The training program is only the first step, and the vocational training scheme is also being prepared. CMIG plans to hold its industrial technology training courses by cooperating with leading vocational training schools in both China and Indonesia to provide massive skillful technicians to Chinese enterprises in Indonesia, and then meet the multi-level talent demands in its industrial park.
“We will hold various talent training and exchange programs according to the actual progress. In this way, we not only could offer training opportunities for local people, but also will consider organizing Chinese entrepreneurs to go to the countries alongside the Belt and Road line for investigation and study,” said Qin.
Entrepreneurship trend rises among Indonesian young people, who want to draw experience from China
Fifteen middle and senior managers in Indonesia’s industry and commerce sector attended the first training course held in 2016, whose average age was 39, with the youngest one not older than 24 years old. The first phase of the training includes four chapters, namely outstanding leadership, analysis on the cutting-edge business environment, business operation and management, and innovation and practice.
During the seminar, Li Qian, the vice director of the Executive Education Center in the School of Economics and Management, Tsinghua University, said that, the first phase of this training program has been recognized by trainees, who also expressed their expectations of more studies of both successful and failed cases. They also expect to discuss the impact of social and cultural factors on emerging industries, as well as how the Belt and Road Initiative could be applied to diplomatic policies.

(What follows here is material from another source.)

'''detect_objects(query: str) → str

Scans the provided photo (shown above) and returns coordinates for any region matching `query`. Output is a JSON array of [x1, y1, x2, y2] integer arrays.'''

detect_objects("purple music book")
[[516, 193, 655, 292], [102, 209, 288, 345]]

Their attention to these topics is exactly related to Indonesia’s development stages. Though Indonesia features a large population like China, its population mainly comprises young people. Besides, this country is in the period with intensive infrastructure construction, and is moving towards an emerging industrialized society from a traditional agriculture-based and resource-based society.
“Now the Indonesian Government is also calling for entrepreneurship. It is not necessary any more for young people to work for enterprises after graduation, because they can start their own business.” Hendy Setiono, the chairman of ICCI Entrepreneur and Training Committee as well as the general manager of Babarafi, will attend the second phase of training. He often holds lectures and seminars for young students, and he said that, the knowledge obtained from this program in Tsinghua University could be shared with his students, so as to help them prepare for their entrepreneurship.
Izmir Eka Wijaya Putera, the COO of an Indonesian e-commerce company, was also present at the first phase of training last year, who is longing for drawing experience from China’s e-commerce sector. Now the e-commerce in Indonesia is similar with that in China 10-12 years ago. “Through this course, we have gotten a better understanding about Chinese cultures, histories, Chinese Government, Chinese private enterprises, and also the idea of cooperation wisdom in Chinese mind, which especially stresses the suitable cooperation model for ASEAN or Southeast Asian countries as a regional community against the background of globalization.”
Another Indonesian trainee also told that, China has gone through a lot in its transition into an industrial country from an agricultural state. After China embraced the industrialization, innovation plays a significant role in transforming enterprises’ development forms, so that Chinese enterprises began to invest more in technology development and human resources.